Правда, он слегка трусоват, боится мнения «общества» и потому, когда на суде вдруг принародно выяснилось, что он издал брошюрку «Житие в бозе почившего старца отца Зосимы» (кстати, не плагиат ли это записок Алексея Карамазова?!), да ещё и с благочестивым посвящением преосвященному (и это «передовой молодой человек»!), то Ракитин, несмотря на всё своё нахальство, был «опешен» и начал оправдываться «почти со стыдом». Здесь это словечко «почти» очень о многом говорит.
О стиле и творческом методе Ракитина даёт представление характерная фраза, которую не понимают ни Алёша, ни Дмитрий, и которая последнего потрясла как раз «глубокомысленной бессмысленностью»: «Чтоб разрешить этот вопрос, необходимо прежде всего поставить свою личность в разрез со своею действительностью…» Что интересно, Ракитин оговаривается-оправдывается точь-в-точь по-келлеровски: «Все … так теперь пишут, потому что такая уж среда…»
Но и это ещё не всё. Ракитин настолько «велик», что кроме Келлера вобрал в себя ещё и капитана Лебядкина со всеми его поэтическими потрохами. Дмитрий рассказывает: «Стихи тоже пишет подлец … “А всё-таки, говорит, лучше твоего Пушкина написал, потому что и в шутовской стишок сумел гражданскую скорбь всучить”. … да ведь гордился стишонками как! Самолюбие-то у них, самолюбие! “На выздоровление больной ножки моего предмета” – это он такое заглавие придумал – резвый человек!
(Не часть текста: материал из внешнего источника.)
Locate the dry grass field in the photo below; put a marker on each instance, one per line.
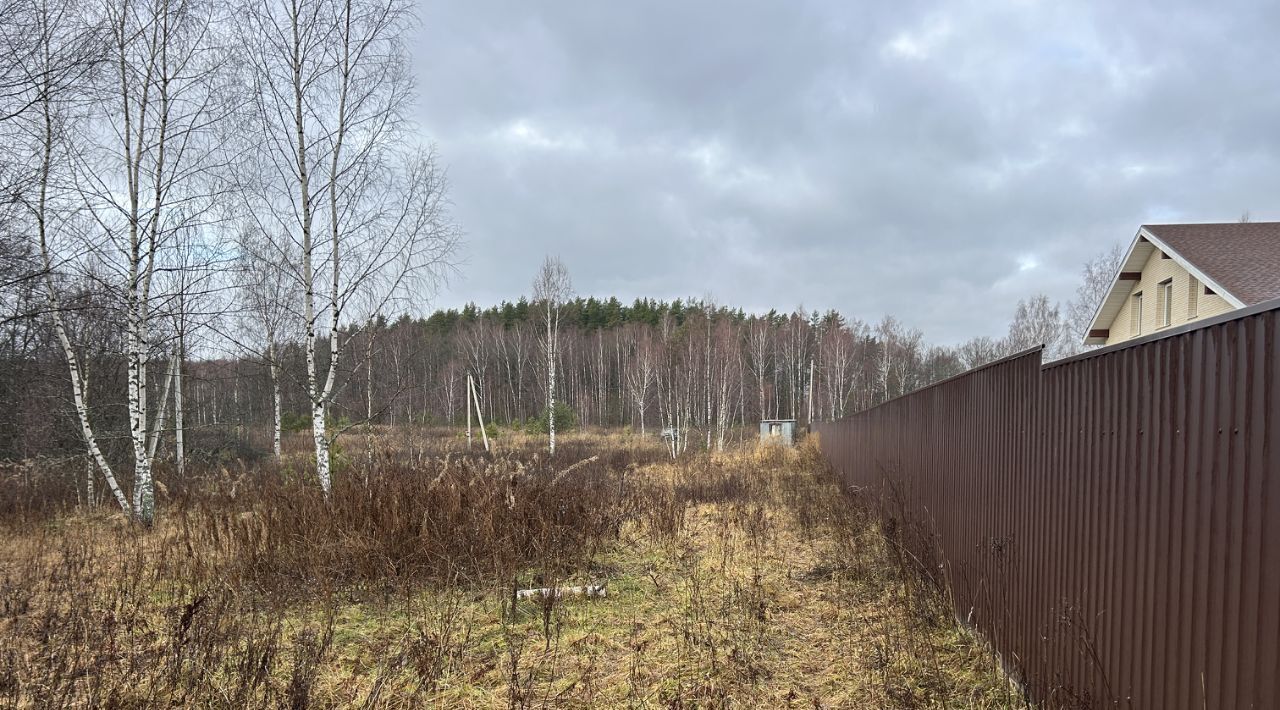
(736, 580)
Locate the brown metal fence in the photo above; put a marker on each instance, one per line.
(1111, 522)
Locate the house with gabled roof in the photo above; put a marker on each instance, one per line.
(1174, 274)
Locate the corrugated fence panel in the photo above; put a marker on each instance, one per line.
(1110, 523)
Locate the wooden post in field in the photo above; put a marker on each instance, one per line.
(475, 395)
(809, 421)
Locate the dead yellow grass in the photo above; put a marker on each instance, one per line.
(740, 580)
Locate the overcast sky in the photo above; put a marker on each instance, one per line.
(931, 160)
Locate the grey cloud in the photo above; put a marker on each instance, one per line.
(931, 160)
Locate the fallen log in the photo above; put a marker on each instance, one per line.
(558, 592)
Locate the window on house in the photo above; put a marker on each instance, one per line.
(1165, 302)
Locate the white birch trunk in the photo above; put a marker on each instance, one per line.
(179, 445)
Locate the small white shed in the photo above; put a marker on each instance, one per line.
(778, 431)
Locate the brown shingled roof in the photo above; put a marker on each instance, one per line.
(1242, 257)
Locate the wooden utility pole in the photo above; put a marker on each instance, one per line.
(809, 421)
(472, 395)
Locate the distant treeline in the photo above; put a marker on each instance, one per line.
(689, 366)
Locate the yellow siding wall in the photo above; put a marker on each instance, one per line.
(1155, 271)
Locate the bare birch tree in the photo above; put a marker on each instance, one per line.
(338, 181)
(1096, 279)
(552, 288)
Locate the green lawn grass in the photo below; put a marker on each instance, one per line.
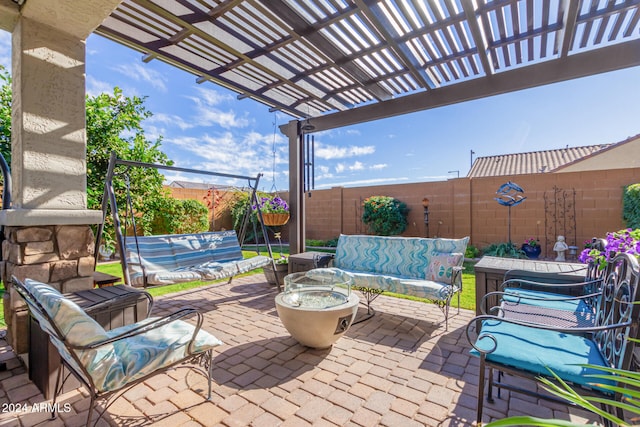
(467, 297)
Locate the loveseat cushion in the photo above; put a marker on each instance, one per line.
(402, 285)
(187, 257)
(406, 257)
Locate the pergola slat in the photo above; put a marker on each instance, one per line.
(319, 57)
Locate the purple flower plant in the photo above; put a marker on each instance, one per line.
(627, 240)
(273, 205)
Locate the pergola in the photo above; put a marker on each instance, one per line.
(332, 63)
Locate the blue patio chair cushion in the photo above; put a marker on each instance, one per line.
(524, 296)
(140, 355)
(113, 365)
(538, 350)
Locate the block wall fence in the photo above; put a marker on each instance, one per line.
(578, 205)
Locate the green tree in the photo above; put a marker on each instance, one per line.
(5, 114)
(114, 124)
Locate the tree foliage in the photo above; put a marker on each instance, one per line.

Не стоит приводить это творение полностью, так как по первой строфе можно судить о нём в целом и даже предположить (зная натуру Ракитина), что этот «шедевр» попросту украден у какого-нибудь скотопригоньевского Лебядкина.
В довершение сущности Ракитина вспомним, что его статья в газете «Слухи» (приводится в пересказе повествователя) от начала и до конца написана чернилами, разведёнными на откровенной лжи и передёргивании фактов, и, плюс ко всему, он способен на откровенное предательство – продаёт Алёшу Карамазова Грушеньке за двадцать пять сребреников. Как об этом сказано в романе: «…был он человек серьёзный и без выгодной для себя цели ничего не предпринимал…»
На этом заканчивается портретная галерея литературных монстров в произведениях Достоевского.
В январском выпуске «Дневника писателя» за 1877 год Достоевский писал:
«Все наши критики (а я слежу за литературой чуть не сорок лет), и умершие, и теперешние, все, одним словом, которых я только запомню, чуть лишь начинали, теперь или бывало, какой-нибудь отчёт о текущей русской литературе, чуть-чуть поторжественнее (прежде, например, бывали в журналах годовые январские отчёты за весь истекший год), – то всегда употребляли, более или менее, но с великой любовью, всё одну и ту же фразу: “В наше время, когда литература в таком упадке”, “в наше время, когда русская литература в таком застое”, “в наше литературное безвремение”, “странствуя в пустынях русской словесности”, и т. д., и т. д. На тысячу ладов одна и та же мысль. А, в сущности, в эти сорок лет явились последние произведения Пушкина, начался и кончился Гоголь, был Лермонтов, явились Островский, Тургенев, Гончаров и ещё человек десять, по крайней мере, преталантливых беллетристов…»
Сразу отметим, что Достоевский из понятной скромности не включил в этот славный список себя и почему-то Л. Толстого (впрочем, о нём в этом же январском выпуске «Дневника писателя» за 1877 г. уже было упомянуто), однако ж, и без этого критика критики бьёт, как говорится, не в бровь, а в глаз.